La Fetac no adhirió a la última medida de fuerza en reclamo de la normalización de la provisión de gasoil, principalmente impulsada por Transportistas Unidos Argentinos y camioneros autoconvocados. Esta decisión obedece –remarcó Rothar– a que “ya sabemos que con esta historia del paro, de estar en la calle, cortando rutas, no conseguimos nada. Si hay paro tratamos de quedarnos en la ciudad de origen sin mover los camiones y avisando a los acopios de cereales cómo vamos a trabajar. Porque había piquetes de autoconvocados que estaban haciendo su reclamo y por ahí no se ven representados por nadie, y tienen que salir a la calle”.

De la misma forma cuestionó a los gremios del sector “porque no aparecen. Parece que está todo bien, todo 10 puntos”.

Moderadas expectativas

Santiago Carlucci es referente nacional de Transportistas Unidos Argentinos y advirtió que en la mayoría de las provincias se presentan dificultades para abastecerse de gasoil. “No hay buenas perspectivas ni del sector agropecuario ni del transporte. El Gobierno viene con las promesas desde abril con los barcos de gasoil, ya en ese mes habían prometido cinco buques. El Gobierno dice que van a llegar, pero la pregunta que nos tenemos que hacer es si vienen remando con escarbadientes. No es un área que me compete, ya que más que los comunicados de la Secretaría de Energía, que se había licitado y las promesas, no puedo decir otra cosa”, enfatizó.

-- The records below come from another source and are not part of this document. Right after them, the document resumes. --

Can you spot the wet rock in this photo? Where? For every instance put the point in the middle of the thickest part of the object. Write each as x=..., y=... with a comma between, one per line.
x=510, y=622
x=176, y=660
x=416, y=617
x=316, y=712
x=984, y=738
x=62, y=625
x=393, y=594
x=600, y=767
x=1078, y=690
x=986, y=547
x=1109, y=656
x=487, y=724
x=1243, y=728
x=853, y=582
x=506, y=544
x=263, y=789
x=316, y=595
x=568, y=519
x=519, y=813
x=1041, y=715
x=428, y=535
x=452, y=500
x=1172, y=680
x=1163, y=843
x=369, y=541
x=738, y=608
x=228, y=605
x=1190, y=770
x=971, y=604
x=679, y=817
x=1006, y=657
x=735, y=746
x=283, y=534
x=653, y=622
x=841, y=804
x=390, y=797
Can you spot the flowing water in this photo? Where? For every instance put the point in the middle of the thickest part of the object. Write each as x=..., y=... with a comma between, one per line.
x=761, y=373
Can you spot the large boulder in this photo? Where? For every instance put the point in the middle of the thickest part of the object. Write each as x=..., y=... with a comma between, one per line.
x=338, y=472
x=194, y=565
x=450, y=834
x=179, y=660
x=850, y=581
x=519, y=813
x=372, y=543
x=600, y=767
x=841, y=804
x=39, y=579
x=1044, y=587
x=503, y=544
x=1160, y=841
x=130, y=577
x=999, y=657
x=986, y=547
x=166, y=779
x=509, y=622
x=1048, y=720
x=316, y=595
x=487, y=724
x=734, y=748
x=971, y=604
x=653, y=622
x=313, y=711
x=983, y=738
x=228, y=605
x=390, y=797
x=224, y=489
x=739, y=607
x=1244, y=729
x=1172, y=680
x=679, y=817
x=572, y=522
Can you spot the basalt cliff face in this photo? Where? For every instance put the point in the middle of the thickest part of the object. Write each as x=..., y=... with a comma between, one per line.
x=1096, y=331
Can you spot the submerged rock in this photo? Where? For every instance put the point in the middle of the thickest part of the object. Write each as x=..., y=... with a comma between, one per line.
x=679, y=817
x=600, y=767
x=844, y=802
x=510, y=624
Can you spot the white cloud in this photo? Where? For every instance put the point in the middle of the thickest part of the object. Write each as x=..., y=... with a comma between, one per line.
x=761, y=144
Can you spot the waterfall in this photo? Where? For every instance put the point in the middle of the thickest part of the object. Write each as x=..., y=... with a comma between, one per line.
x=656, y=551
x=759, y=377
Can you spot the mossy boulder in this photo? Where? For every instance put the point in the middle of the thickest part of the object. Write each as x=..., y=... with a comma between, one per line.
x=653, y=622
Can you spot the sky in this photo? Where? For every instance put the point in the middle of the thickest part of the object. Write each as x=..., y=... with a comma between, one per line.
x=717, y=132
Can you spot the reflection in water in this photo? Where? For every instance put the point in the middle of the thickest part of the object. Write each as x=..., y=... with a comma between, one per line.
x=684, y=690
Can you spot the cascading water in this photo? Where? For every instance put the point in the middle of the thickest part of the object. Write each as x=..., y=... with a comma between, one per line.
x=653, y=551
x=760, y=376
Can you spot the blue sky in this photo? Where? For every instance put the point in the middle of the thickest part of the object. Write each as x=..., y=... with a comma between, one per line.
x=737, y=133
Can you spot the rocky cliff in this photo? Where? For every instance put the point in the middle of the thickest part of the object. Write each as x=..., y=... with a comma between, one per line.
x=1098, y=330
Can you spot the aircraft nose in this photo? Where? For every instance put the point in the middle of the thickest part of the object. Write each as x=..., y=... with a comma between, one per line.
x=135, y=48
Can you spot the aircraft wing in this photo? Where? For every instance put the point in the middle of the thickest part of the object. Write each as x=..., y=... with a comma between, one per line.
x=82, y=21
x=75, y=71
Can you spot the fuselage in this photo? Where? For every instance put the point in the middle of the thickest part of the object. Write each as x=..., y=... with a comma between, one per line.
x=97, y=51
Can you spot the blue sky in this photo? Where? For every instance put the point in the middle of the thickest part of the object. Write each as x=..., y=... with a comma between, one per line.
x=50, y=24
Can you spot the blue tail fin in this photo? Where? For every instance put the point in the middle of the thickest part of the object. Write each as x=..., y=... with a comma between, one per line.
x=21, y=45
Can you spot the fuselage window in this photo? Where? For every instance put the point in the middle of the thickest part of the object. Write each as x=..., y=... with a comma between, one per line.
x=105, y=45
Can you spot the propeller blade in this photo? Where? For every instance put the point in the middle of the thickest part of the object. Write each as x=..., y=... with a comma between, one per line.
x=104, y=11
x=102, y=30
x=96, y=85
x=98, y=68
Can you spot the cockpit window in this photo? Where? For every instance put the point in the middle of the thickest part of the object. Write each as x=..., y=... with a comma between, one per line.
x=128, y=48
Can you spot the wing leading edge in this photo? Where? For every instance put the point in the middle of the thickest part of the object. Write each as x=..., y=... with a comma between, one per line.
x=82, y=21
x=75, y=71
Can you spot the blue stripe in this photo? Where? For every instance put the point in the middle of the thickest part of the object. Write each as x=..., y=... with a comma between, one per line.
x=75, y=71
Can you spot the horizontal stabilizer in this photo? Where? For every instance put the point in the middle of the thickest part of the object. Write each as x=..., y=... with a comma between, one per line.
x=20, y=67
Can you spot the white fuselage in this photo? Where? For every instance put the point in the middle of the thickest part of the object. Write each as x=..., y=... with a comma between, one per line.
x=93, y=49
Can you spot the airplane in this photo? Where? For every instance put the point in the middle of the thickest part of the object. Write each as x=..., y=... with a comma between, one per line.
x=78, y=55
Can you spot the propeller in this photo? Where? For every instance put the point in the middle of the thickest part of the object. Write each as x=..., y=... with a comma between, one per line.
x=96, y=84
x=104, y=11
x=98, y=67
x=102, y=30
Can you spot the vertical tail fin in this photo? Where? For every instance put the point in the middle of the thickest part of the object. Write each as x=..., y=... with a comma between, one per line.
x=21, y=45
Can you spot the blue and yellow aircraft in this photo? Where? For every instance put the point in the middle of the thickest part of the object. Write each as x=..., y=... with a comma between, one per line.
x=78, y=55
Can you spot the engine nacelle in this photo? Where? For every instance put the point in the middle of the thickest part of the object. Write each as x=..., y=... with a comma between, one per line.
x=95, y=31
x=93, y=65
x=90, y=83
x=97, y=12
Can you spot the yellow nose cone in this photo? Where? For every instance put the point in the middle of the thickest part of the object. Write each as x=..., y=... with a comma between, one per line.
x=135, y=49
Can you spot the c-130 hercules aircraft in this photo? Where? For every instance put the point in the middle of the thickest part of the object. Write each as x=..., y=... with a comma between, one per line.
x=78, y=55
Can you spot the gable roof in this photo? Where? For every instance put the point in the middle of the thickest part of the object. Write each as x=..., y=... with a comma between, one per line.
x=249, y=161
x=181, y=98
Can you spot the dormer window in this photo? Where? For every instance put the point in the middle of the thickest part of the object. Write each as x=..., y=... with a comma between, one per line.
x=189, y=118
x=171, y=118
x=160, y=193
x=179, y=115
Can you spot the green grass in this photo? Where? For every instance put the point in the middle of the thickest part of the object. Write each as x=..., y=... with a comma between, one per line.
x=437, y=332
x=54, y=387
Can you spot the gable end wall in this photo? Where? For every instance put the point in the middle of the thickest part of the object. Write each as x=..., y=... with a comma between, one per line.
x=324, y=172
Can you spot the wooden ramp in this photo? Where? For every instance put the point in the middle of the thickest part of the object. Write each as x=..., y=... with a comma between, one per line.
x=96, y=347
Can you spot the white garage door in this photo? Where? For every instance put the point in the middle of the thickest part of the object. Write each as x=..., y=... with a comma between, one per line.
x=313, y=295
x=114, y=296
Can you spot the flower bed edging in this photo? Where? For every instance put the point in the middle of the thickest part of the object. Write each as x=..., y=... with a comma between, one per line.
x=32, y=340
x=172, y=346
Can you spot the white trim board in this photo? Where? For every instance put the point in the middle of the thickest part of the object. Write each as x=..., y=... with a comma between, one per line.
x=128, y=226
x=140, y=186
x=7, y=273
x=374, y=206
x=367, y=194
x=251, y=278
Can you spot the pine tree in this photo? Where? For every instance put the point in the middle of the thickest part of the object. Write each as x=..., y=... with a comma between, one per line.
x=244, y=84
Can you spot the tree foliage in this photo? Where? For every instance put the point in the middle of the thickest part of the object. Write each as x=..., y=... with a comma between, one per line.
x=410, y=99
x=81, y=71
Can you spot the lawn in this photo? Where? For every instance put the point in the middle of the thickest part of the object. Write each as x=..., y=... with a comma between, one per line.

Al ser consultado por las medidas estatales que podrían paliar la faltante de combustible, como por ejemplo la propuesta de elevar el corte de biodiesel para aumentar el abastecimiento, el gremialista analizó que “hay muchos productores chicos de biodiesel, a los que se les propuso un cupo de entrega, y la realidad es que ellos no lo ven viable. Este pedido es que esto tiene que llegar al 20% y se tiene que hacer en 90 días. El pequeño productor sostiene que tienen que comprar materias primas, insumos y tomar personal para la puesta en valor. Ellos dicen que no es viable”.

Finalmente planteó que el trabajo diario de los transportistas se limita a movilizarse “como se puede, cargas 50 o 100 litros, llegás hasta donde no tenés más combustible. Si tenés suerte cargás, sino debés esperar 48 o 72 horas hasta que aparezca la cisterna”.

Luego acotó que la cadena productiva se resiente “porque está totalmente ralentizada la logística”.